What Would Happen If We Launched Without the Right Data?
- If critical referral and provider data were incomplete at go-live, what are the two biggest problems you expect to see in weeks 1–8?
- Which of the following data sources are required for referral routing, performance tracking, and compensation modeling?
- For the sources you selected, which systems currently allow automated export or API access?
- Who currently controls access to those systems (role/title), and what’s the typical lead time to grant a scoped read-only feed?
- How tolerant are you of partial data at launch (e.g., 60–80% coverage) vs. requiring full coverage before any deployment activities?
Who's Actually Going To Make The Hard Calls?
- If a governance decision forces a trade-off between clinician autonomy and standardization, who will be the ultimate decision-maker?
- List the people or groups who must be actively involved in weekly governance for the first 3 months (title/role is fine).
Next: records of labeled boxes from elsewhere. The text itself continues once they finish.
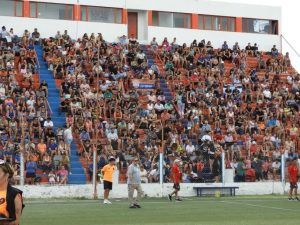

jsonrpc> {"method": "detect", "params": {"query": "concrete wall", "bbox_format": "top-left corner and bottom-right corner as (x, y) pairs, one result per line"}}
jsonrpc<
(0, 16), (127, 42)
(148, 26), (280, 51)
(0, 15), (280, 51)
(18, 182), (289, 198)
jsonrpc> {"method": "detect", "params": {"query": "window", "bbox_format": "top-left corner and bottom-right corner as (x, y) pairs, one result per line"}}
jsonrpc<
(204, 16), (212, 30)
(15, 1), (23, 16)
(213, 17), (221, 30)
(229, 17), (235, 32)
(80, 6), (122, 23)
(198, 15), (235, 31)
(198, 15), (204, 30)
(173, 13), (191, 28)
(152, 11), (171, 27)
(80, 6), (88, 21)
(242, 18), (278, 34)
(221, 17), (229, 31)
(29, 2), (38, 18)
(30, 2), (73, 20)
(0, 0), (23, 16)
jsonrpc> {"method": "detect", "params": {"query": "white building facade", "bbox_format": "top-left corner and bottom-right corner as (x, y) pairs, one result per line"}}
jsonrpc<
(0, 0), (282, 51)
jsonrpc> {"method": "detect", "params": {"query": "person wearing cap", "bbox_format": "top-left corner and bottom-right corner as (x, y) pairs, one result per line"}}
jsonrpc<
(168, 159), (182, 201)
(101, 156), (117, 204)
(0, 160), (24, 225)
(288, 158), (300, 201)
(127, 157), (143, 208)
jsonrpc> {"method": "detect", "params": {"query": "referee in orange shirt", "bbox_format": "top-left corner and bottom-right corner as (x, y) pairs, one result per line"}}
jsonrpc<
(101, 156), (117, 204)
(168, 159), (182, 201)
(288, 158), (300, 201)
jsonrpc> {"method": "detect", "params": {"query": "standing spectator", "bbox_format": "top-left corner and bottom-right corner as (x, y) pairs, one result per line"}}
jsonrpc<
(26, 156), (37, 184)
(57, 166), (69, 184)
(64, 126), (73, 152)
(236, 158), (246, 182)
(127, 158), (143, 209)
(288, 158), (300, 201)
(168, 159), (182, 201)
(0, 160), (24, 225)
(101, 156), (117, 204)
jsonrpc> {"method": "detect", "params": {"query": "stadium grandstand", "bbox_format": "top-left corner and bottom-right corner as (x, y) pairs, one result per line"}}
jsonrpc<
(0, 0), (300, 193)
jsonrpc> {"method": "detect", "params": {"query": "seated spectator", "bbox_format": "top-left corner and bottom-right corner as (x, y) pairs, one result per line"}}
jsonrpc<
(271, 45), (278, 58)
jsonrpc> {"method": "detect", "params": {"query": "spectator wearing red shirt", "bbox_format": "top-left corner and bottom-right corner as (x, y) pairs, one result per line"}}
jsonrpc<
(288, 158), (300, 201)
(168, 159), (182, 201)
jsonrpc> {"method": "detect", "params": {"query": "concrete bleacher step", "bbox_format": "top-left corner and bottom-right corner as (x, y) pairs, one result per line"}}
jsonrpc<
(70, 167), (84, 175)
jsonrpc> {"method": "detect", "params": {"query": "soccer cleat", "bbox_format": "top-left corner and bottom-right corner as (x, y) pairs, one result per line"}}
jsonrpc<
(133, 204), (142, 209)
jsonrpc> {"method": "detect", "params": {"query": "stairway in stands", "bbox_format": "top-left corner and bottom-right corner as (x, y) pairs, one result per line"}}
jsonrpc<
(35, 45), (86, 184)
(141, 45), (173, 101)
- Which governance model best describes how you want decisions escalated during deployment?
- How quickly can you commit to a recurring governance cadence (e.g., weekly ops, biweekly leadership) once deployment begins?
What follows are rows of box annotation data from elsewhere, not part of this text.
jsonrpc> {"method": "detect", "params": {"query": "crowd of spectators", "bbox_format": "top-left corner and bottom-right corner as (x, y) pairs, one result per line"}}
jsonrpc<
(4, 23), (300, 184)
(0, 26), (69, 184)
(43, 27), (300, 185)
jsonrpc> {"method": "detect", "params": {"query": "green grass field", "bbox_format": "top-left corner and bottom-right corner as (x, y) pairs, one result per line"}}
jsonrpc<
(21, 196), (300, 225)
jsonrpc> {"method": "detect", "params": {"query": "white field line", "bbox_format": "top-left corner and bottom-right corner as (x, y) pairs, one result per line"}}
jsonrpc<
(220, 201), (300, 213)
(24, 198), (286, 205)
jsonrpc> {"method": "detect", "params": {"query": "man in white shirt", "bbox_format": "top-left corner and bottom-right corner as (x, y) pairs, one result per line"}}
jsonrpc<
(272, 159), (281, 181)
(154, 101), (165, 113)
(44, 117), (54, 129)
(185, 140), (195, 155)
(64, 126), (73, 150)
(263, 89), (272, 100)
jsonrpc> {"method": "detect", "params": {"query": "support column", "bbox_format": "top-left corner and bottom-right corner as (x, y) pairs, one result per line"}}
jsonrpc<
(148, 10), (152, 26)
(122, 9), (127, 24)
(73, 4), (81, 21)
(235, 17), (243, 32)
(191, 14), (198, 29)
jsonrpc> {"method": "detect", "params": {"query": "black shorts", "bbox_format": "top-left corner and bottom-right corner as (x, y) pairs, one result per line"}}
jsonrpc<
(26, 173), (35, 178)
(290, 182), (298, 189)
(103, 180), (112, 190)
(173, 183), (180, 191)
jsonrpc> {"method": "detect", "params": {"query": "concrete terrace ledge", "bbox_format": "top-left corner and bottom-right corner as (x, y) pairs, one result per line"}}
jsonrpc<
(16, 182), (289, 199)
- Are there known governance relationships (e.g., competing committees or parallel initiatives) that could block timely approvals? If so, describe.
Can We See the Data — and Trust It?
- If dashboards showed a sudden 15% drop in referral retention, how confident would you be that the underlying data is accurate?
- Which validation checks do you currently run (or want run) before accepting referral or attribution metrics?
- Who owns the data quality escalation path (title/role) when a metric fails reconciliation?
- What cadence for data refreshes is needed to support operational workflows (e.g., weekly, daily, real-time)?
- If we find systemic gaps in historical referrals during validation, how would you prefer we handle reporting to stakeholders (pause, annotate, or proceed with caveats)?
How Anchored Are Your Physicians To This Plan?
- If you had to guess, what percentage of your employed and affiliated physicians are likely to view this deployment as an opportunity rather than a risk?
- Which physician cohorts are most at risk of disengaging (by specialty, employment status, or geography)?
- Describe the last time physician sentiment materially affected a rollout. What happened and how was it resolved?
- Which engagement tactics have historically moved physicians (select all that worked and add notes in the next field)?
- What communications and feedback loops should be in place pre-launch to prevent surprises on day one?
What Blind Spots Could Derail Deployment?
- What compliance, legal, or payer risks would keep you up at night if not addressed pre-deployment?
- Do you have escalation protocols for adverse events (clinical, financial, reputational)? If not, who should own creating them?
- What contingency budget or resource pool exists to address unexpected physician departures, data remediation, or incentive misalignment?
- Are there specific regulatory reporting windows or payer milestones tied to this schedule we must not miss?
- Who should be included on a rapid-response team if a governance or compliance issue requires a decision within 48 hours?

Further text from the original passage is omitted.